Und es gibt ein funktionierendes Sozialsystem, das für jeden erreichbaren Reichtum in Dungeons bereitstellt. Tatsächlich spielt Geld meist gar keine Rolle, weil immer genug davon da ist. Ähnliches gilt für anderen Besitz und immer häufiger gibt es Rucksäcke, in denen immer das benötigte Teil vorhanden ist.
Wie es den anderen Bewohnern der Welt geht, verschwimmt im Schatten der auf die Abenteurer gerichteten Scheinwerfer, aber vermutlich geht es denen auch gut. Jedenfalls beklagt sich keiner, leidet nicht, wird nicht unterdrückt (außer er wohnt weit weg wie z.B. in Thay) oder ist für das eigene Abenteurerleben wichtig, denn die nahen Verwandten sind tragischerweise alle tot. Orks, sagt man, aber die sind eigentlich auch gar nicht so übel, sondern meist nur missverstanden.
Technologie (oder die Abwesenheit von Magie) ist IMHO das schwächste Indiz für die Moderne. Die eigene Einstellung ist entscheidend und da sind wir in den letzten Jahren mit dem Trend, den Spielspaß aus einem Gefühl von Freiheit und Macht zu ziehen und nicht, aus dem Eintauchen in eine (pseudo)historische Welt mit ungewohnten Anschauungen, entscheidend in die Moderne gewandert, weil einfacher und leichter zugänglich. Ich will das auch gar nicht werten, sondern einfach nur bemerken.

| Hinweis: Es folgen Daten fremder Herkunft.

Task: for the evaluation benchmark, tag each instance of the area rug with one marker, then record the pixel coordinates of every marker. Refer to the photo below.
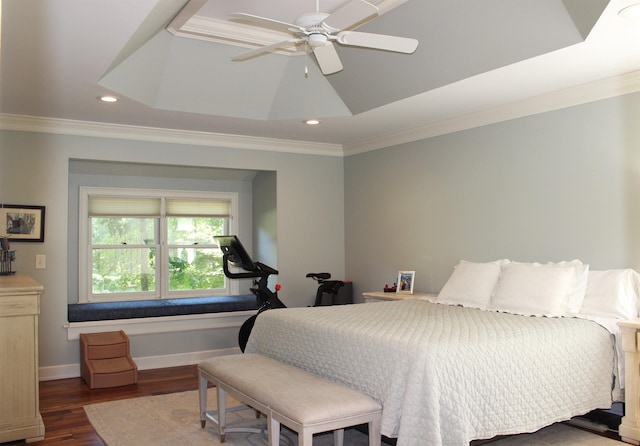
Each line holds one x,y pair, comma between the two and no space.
174,419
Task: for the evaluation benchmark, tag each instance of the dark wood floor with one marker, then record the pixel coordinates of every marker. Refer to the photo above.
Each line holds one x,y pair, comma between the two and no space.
61,403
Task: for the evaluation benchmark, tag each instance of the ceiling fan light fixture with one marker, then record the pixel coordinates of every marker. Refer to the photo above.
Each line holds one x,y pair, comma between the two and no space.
630,12
316,40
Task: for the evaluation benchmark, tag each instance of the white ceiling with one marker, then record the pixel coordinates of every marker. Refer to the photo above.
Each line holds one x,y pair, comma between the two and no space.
478,62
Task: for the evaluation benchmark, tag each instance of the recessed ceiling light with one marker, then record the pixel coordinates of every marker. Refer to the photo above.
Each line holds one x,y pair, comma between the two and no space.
631,11
108,98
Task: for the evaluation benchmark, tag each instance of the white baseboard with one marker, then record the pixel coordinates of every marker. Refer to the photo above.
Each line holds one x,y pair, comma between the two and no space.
144,363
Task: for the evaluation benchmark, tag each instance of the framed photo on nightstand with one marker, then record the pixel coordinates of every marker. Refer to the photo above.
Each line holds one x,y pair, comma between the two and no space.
405,282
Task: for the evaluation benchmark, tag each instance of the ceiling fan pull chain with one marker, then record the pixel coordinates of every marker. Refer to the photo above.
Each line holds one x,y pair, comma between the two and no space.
306,58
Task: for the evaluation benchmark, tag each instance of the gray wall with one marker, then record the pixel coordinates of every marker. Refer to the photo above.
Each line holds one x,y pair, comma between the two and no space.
550,187
34,169
555,186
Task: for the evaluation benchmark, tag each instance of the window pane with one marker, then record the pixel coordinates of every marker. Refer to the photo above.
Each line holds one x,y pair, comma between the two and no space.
192,230
123,270
195,269
123,230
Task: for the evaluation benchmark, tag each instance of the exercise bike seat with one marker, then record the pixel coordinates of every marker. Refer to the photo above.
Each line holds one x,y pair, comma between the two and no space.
319,276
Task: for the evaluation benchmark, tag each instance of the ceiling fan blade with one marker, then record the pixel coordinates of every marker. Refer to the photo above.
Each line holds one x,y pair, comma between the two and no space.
266,22
378,41
328,58
353,13
265,49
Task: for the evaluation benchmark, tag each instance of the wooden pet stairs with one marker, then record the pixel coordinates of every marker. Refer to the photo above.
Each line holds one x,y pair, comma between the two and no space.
105,360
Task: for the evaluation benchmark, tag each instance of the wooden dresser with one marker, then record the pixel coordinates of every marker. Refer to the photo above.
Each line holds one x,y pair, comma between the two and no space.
19,387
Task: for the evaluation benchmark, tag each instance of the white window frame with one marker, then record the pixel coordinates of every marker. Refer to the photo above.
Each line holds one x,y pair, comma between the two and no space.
162,283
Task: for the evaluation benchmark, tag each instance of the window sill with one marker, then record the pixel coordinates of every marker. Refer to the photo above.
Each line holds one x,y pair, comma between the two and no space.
160,316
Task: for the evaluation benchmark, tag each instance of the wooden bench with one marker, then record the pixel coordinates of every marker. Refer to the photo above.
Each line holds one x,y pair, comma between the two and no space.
300,400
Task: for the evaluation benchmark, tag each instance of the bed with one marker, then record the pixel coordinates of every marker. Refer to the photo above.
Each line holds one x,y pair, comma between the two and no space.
473,363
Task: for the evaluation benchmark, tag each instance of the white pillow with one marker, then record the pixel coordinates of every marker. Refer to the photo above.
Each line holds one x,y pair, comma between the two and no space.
471,284
578,288
612,293
534,289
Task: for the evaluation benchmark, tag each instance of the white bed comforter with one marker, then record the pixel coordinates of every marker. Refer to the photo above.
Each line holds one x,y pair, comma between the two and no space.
446,375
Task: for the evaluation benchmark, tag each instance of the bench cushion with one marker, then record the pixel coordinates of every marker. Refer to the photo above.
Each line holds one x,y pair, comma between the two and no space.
294,393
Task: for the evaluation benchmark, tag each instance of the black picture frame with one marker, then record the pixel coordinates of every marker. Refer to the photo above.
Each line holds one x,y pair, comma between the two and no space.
22,223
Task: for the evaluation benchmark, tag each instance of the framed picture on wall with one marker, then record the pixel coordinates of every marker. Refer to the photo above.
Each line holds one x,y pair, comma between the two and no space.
405,282
22,223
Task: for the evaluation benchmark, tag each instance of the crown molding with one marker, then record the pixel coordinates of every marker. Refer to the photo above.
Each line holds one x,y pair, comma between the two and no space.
568,97
39,124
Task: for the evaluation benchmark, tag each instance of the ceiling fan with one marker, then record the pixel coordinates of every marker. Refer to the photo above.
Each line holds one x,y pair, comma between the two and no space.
318,30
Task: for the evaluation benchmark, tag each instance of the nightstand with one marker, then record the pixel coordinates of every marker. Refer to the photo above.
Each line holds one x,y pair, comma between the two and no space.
381,296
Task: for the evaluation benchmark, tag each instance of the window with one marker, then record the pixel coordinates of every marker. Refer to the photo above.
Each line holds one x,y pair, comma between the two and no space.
152,244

Ich behaupte, es würde sich quasi nichts ändern, wenn die Charaktere statt mit einem Pferd mit einem SUV zum Dungeon fahren würden. Wenn sie einen Colt 38 Automatik mit 2W6 Schaden benutzen würden statt einer Armbrust mit 2W6 Schaden oder einen Spruch mit 2W6 Zauberschaden, wenn man das jeweils 1x pro Runde nutzen kann. Wenn im Dungeon ein Fernsprecher hängen würde statt ein Magic Mouth zusammen mit einem Zauber, um auch das Gegenüber zu hören. Wenn es einen Dämon (der im Handschuhfach des SUV lebt) gibt, der einem sagen kann, wo man langfahren muss. Wenn ein Magier ein Schiff einfach in den Himmel hebt, unter dem Wasser fahren lässt oder in eine weitere Dimension eintreten lässt, statt das ich Flugzeuge, Uboote oder Raumschiffe brauche.